But let’s dive into this. We’re in the LLM era where even a small to medium size model is more than 44 gigs, right? Llama 70B already is going to be bigger than that, depending on how you quantize it, but you need enough storage for activations and KV cache as well. So let’s talk about what happens even with inference when you can’t fit all the weights and all the KV cache on one wafer.
Vik: Yeah, that’s the whole problem, right? If you can put a model that’s within 44 GB and it runs SRAM-based inference off of a single wafer, you get extraordinary speeds. I mean, you get tokens per second that you can’t dream of with GPU-based systems. And you can even compare it to LPU. LPUs don’t have as much. You’re not talking about a wafer-level system. And a single LPU has a few hundred megabytes of SRAM, not 44 gigabytes. And you have to hook up a lot of them together to fit a model and then you have networking overhead. All that concern exists.
But now as long as you can fit a model in 44 GB, it’s great. Really modern frontier models are actually much, much bigger than that. So then the question becomes, how do you do it? Now you have to put multiple wafers in a rack and you have to split it up. You have to split up the model between these wafers. And remember that as much as power was delivered on the whole face of the wafer, the networking doesn’t work that way. Networking still leaves through one end of the chip and is significantly slower compared to the on-wafer bandwidth of data movement, which is a big bottleneck. At the moment you have to go off-wafer, you’re in a bottleneck. That’s the problem.
Austin: Gotcha, yes. So you’re saying if we have a small enough model that can all fit on the wafer, then you can unlock crazy tokens per second that just aren’t even reachable with GPUs and maybe not even with Groq’s LPU because they only have, like you said, 170 megabytes or something very small of SRAM. And so that makes me think, okay, there’s got to be use cases where it’s a small model and you want it to run crazy fast, crazy high throughput.
So I think of Google rewriting ads on the fly where they probably only need a small model and they just need to know like, this is Austin and here’s a tiny bit of context about him. So when you advertise, rewrite the ad in almost real time so it still comes back really quickly. But you’re saying when you actually want useful enough language models that don’t fit on one wafer, getting information off the chip — which by the way, the chip is a big square essentially of a ton of tiny little chips — getting information, you still have to get it off the edge of the WSE somehow and over some network communication and into another wafer. Have they said much, do you know much about how this scale-up interconnect works at all?

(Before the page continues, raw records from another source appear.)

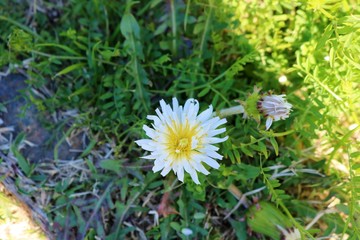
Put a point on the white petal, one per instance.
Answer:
(146, 144)
(212, 163)
(180, 174)
(201, 168)
(216, 132)
(165, 171)
(205, 115)
(158, 166)
(191, 171)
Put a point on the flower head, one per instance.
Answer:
(274, 108)
(181, 139)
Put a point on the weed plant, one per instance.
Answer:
(113, 61)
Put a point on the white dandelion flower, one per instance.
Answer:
(274, 108)
(180, 139)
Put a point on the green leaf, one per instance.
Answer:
(69, 69)
(111, 165)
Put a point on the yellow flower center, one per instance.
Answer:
(183, 145)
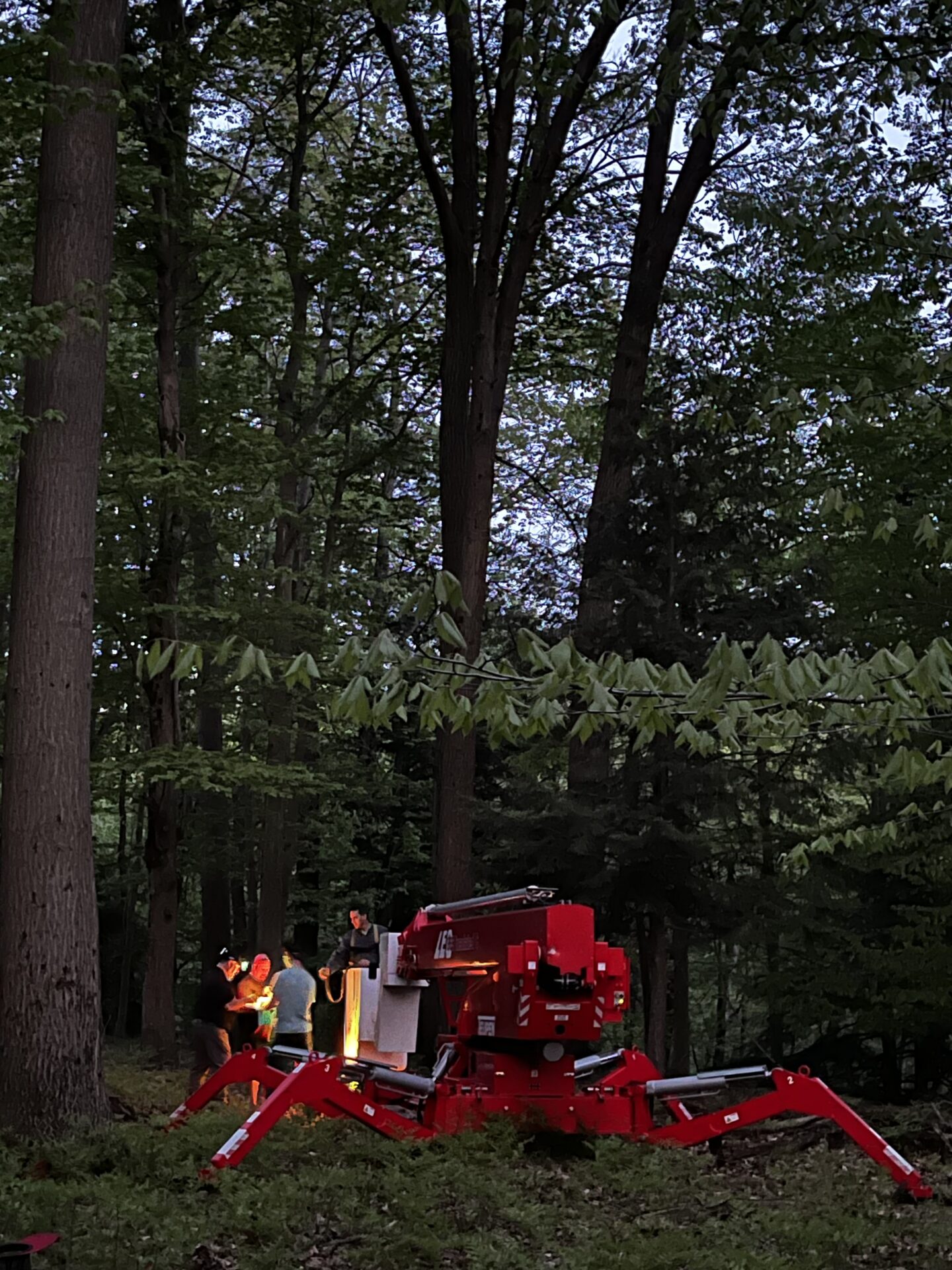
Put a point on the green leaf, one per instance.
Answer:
(186, 662)
(159, 658)
(225, 648)
(448, 632)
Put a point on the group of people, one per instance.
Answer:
(259, 1007)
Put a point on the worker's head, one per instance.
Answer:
(229, 964)
(358, 915)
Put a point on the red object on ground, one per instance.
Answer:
(539, 987)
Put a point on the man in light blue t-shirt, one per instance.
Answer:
(295, 992)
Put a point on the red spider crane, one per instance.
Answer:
(539, 990)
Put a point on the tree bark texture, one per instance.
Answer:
(48, 933)
(656, 999)
(168, 124)
(280, 812)
(680, 1060)
(491, 234)
(663, 216)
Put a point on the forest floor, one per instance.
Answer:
(331, 1195)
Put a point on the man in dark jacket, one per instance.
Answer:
(360, 947)
(214, 1009)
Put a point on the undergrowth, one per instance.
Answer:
(331, 1195)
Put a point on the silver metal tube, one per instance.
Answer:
(597, 1062)
(291, 1052)
(403, 1081)
(684, 1085)
(444, 1060)
(738, 1074)
(534, 894)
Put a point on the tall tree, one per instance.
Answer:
(48, 937)
(524, 73)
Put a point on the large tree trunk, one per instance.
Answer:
(491, 234)
(167, 125)
(48, 937)
(656, 984)
(280, 812)
(664, 208)
(212, 807)
(680, 1062)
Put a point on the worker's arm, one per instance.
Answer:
(339, 959)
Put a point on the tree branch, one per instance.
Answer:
(418, 128)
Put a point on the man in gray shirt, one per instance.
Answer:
(295, 992)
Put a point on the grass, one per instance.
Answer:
(331, 1195)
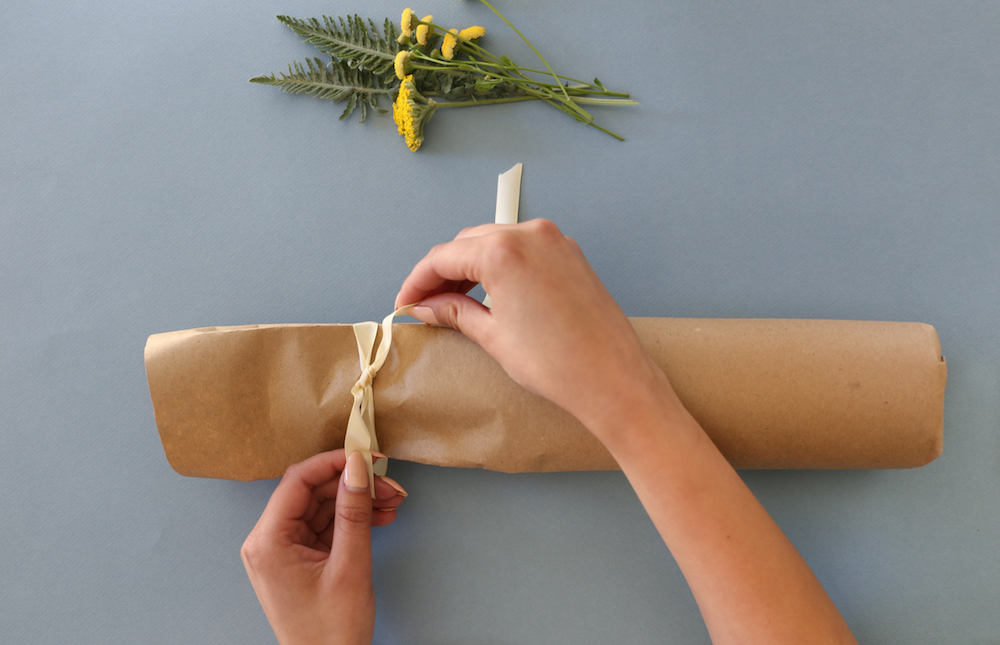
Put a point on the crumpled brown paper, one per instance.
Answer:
(246, 402)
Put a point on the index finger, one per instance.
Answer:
(453, 266)
(290, 500)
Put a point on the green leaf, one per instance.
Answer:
(336, 82)
(350, 39)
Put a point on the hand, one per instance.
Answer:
(309, 556)
(553, 326)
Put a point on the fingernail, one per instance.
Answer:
(425, 314)
(356, 473)
(392, 482)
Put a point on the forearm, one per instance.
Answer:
(751, 584)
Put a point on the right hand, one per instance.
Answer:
(553, 326)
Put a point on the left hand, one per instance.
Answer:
(309, 556)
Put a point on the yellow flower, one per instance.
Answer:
(424, 32)
(449, 43)
(402, 64)
(407, 21)
(472, 33)
(411, 112)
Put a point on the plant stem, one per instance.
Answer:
(540, 57)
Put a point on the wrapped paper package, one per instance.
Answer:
(246, 402)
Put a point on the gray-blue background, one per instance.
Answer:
(789, 159)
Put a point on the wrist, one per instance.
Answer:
(644, 408)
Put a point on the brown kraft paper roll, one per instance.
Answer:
(246, 402)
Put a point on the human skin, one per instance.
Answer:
(309, 557)
(557, 332)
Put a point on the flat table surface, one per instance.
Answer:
(787, 160)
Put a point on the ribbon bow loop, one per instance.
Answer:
(360, 434)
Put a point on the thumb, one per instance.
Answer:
(351, 550)
(457, 311)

Vik: I don’t know much about the interconnect, but one of the ways you can deal with it is that you do parallelism, which means that you can do various kinds of parallelism. So what that means is basically you break up the whole problem into what is called pipeline parallelism. One option, which means that wafer one handles a few attention layers, wafer two handles a few attention, whatever, then wafer three handles a feed forward network, and then you pipe it through this. But then it’s not that straightforward because data has to flow through the pipe between various parts of the inference process.
Then you’ve got tensor parallelism where you say, okay, look, we’ll break up the matrix into five parts and we’ll run it across five different wafers, tensor parallelism. Finally, you’ve got expert parallelism which is, we’ll run this expert on this wafer and this expert on this wafer. The ultimate benefit of running a wafer-level system is diminished by the fact that you have to somehow break it up into wafers and that you don’t have communication bandwidth between them. That is the fundamental downside as to why it goes against the very basic concept of wafer-scale engines.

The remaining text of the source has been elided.